As I was researching this topic of assertiveness, I realized there is a stigma that needs to be addressed. Assertiveness is not aggression. Assertiveness is also not passivity. What assertiveness is is the seeking of mutual gain through healthy confrontation. It seems that naturally more passive people think that assertive people are aggressive, and, interestingly, it seems also that naturally more aggressive people think less-than-bold assertive people are passive. It’s a strange continuum, but regardless, you want to be at the assertive stage in that line.

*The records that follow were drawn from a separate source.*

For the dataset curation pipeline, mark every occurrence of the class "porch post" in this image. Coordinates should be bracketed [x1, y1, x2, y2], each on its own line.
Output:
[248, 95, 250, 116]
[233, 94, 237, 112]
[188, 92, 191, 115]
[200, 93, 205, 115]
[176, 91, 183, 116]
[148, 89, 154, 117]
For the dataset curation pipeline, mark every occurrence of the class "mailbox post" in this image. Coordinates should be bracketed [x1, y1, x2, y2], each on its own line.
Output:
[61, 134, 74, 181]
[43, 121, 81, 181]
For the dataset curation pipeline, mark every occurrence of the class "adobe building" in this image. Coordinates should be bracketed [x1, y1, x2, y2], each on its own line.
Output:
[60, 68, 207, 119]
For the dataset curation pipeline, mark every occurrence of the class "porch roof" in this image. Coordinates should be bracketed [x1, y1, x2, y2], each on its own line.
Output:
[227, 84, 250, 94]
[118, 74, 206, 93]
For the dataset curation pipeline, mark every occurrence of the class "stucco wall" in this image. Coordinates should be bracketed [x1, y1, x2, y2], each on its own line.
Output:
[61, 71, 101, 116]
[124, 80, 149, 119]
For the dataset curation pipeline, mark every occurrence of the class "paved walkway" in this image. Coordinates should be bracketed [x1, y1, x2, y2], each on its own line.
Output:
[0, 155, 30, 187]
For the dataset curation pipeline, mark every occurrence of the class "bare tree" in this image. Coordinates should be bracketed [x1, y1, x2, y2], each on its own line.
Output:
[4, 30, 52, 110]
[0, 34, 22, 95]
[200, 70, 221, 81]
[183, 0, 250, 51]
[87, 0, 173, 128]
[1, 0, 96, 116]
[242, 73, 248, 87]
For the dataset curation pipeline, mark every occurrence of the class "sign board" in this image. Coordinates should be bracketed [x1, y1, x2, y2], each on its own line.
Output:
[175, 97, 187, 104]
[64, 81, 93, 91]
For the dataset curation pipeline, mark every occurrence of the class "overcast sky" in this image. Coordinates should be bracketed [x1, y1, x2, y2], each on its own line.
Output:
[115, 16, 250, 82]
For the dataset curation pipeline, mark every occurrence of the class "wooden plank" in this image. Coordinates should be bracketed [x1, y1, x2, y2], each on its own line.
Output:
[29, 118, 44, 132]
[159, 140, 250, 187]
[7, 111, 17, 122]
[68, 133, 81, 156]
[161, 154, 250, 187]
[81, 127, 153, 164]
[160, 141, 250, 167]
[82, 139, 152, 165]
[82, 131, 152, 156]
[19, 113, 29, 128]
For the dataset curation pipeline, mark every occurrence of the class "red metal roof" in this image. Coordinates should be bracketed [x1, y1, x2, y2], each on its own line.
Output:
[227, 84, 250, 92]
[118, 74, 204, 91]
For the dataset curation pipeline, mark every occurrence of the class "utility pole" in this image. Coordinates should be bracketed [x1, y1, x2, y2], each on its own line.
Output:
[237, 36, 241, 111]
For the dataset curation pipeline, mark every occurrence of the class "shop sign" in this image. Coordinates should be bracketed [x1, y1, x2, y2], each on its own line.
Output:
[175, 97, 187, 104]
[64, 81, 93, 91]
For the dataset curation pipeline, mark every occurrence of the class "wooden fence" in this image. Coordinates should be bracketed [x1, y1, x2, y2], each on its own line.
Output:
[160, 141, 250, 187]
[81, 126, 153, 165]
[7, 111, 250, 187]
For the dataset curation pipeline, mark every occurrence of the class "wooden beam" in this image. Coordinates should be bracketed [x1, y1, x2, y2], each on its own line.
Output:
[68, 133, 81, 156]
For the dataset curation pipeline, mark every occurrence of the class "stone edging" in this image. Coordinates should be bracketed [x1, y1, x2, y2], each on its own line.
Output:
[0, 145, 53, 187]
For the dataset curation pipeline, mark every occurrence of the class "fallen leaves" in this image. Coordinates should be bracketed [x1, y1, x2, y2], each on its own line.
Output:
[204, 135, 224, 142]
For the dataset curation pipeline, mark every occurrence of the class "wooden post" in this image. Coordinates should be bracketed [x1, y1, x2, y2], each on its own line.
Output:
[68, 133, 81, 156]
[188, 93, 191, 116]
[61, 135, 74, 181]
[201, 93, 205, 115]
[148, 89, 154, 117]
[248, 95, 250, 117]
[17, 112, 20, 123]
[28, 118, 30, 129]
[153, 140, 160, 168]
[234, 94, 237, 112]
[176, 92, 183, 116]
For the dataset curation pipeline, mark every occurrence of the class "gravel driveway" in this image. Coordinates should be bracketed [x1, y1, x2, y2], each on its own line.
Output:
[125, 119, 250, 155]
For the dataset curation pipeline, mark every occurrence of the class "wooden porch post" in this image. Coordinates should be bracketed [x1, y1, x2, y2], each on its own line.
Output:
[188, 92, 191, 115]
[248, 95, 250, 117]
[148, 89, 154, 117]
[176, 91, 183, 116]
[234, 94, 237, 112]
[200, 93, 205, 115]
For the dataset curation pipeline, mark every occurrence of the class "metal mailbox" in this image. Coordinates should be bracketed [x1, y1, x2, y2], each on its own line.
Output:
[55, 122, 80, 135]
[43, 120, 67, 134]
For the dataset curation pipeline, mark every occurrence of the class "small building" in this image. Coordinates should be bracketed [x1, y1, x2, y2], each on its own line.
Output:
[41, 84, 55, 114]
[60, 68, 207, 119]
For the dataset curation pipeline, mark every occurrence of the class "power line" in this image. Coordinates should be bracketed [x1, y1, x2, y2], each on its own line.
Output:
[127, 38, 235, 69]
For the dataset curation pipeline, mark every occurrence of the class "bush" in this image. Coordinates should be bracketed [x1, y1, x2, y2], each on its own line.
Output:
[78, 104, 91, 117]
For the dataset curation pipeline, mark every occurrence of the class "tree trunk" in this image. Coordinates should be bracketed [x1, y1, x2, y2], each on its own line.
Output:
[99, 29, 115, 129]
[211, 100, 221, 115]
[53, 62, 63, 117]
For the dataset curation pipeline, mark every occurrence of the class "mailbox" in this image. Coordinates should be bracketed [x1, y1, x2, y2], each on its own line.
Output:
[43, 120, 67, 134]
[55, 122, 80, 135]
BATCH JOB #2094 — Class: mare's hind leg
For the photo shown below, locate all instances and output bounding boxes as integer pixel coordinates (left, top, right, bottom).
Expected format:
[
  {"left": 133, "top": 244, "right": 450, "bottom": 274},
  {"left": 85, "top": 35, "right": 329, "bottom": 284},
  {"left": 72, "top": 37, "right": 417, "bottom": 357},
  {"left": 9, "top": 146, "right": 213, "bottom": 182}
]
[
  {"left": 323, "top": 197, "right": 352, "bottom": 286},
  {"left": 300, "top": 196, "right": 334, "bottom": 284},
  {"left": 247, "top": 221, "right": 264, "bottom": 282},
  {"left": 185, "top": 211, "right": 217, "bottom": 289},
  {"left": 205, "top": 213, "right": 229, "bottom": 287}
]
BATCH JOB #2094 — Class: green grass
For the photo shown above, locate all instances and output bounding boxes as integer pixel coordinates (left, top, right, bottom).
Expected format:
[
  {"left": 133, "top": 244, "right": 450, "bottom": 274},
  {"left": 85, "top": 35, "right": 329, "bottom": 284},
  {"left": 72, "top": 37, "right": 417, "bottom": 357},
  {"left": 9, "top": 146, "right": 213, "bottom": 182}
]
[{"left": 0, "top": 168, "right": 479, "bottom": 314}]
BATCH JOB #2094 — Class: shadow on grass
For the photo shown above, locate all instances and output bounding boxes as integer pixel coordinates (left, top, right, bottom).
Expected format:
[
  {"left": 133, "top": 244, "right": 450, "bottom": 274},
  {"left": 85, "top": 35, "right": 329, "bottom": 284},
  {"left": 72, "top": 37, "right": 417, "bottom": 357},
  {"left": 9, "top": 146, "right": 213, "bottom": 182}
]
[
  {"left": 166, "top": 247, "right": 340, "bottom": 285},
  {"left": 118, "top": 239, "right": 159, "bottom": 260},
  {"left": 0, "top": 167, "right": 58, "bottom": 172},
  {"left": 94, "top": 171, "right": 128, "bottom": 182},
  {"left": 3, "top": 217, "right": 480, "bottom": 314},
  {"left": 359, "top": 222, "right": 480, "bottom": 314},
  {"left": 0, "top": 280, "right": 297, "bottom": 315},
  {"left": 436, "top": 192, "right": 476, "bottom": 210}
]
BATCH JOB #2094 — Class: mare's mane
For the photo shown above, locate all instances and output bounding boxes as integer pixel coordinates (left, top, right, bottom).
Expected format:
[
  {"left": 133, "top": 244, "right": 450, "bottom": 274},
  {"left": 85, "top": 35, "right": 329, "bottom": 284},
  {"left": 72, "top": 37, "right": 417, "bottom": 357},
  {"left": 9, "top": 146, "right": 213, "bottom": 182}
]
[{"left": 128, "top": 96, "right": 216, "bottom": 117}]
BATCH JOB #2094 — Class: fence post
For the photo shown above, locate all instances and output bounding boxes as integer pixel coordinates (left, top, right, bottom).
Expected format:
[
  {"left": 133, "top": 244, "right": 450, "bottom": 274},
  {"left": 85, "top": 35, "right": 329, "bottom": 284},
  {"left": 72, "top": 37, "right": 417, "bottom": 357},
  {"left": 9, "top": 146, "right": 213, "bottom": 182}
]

So why is assertiveness important? We live in a very demanding world. Other people are demanding of our time and resources, and often, the return on your investment in those situations can be very low. Sometimes it will pay off, but I believe that a majority of the time, you will lose out. Assertiveness is the ability to say “no” to something good so you can say “yes” to something better. Assertiveness is your protection from people walking over you like a door mat.
This is where the quote for the week comes into play. Assertiveness is an important skill in relationships, but it is not a manipulative one. It’s important that, in negotiations, debates, and other “joint undertakings,” both parties benefit. Assertiveness does not allow for one person or the other to end up with the short end of the stick – it is designed so that the two people in a relationship get as close to an equal share of the stick as possible without any substantial, one-sided sacrifice.
Are you an assertive person? What can you do to become more assertive about your needs and desires? Are you too passive? Too aggressive?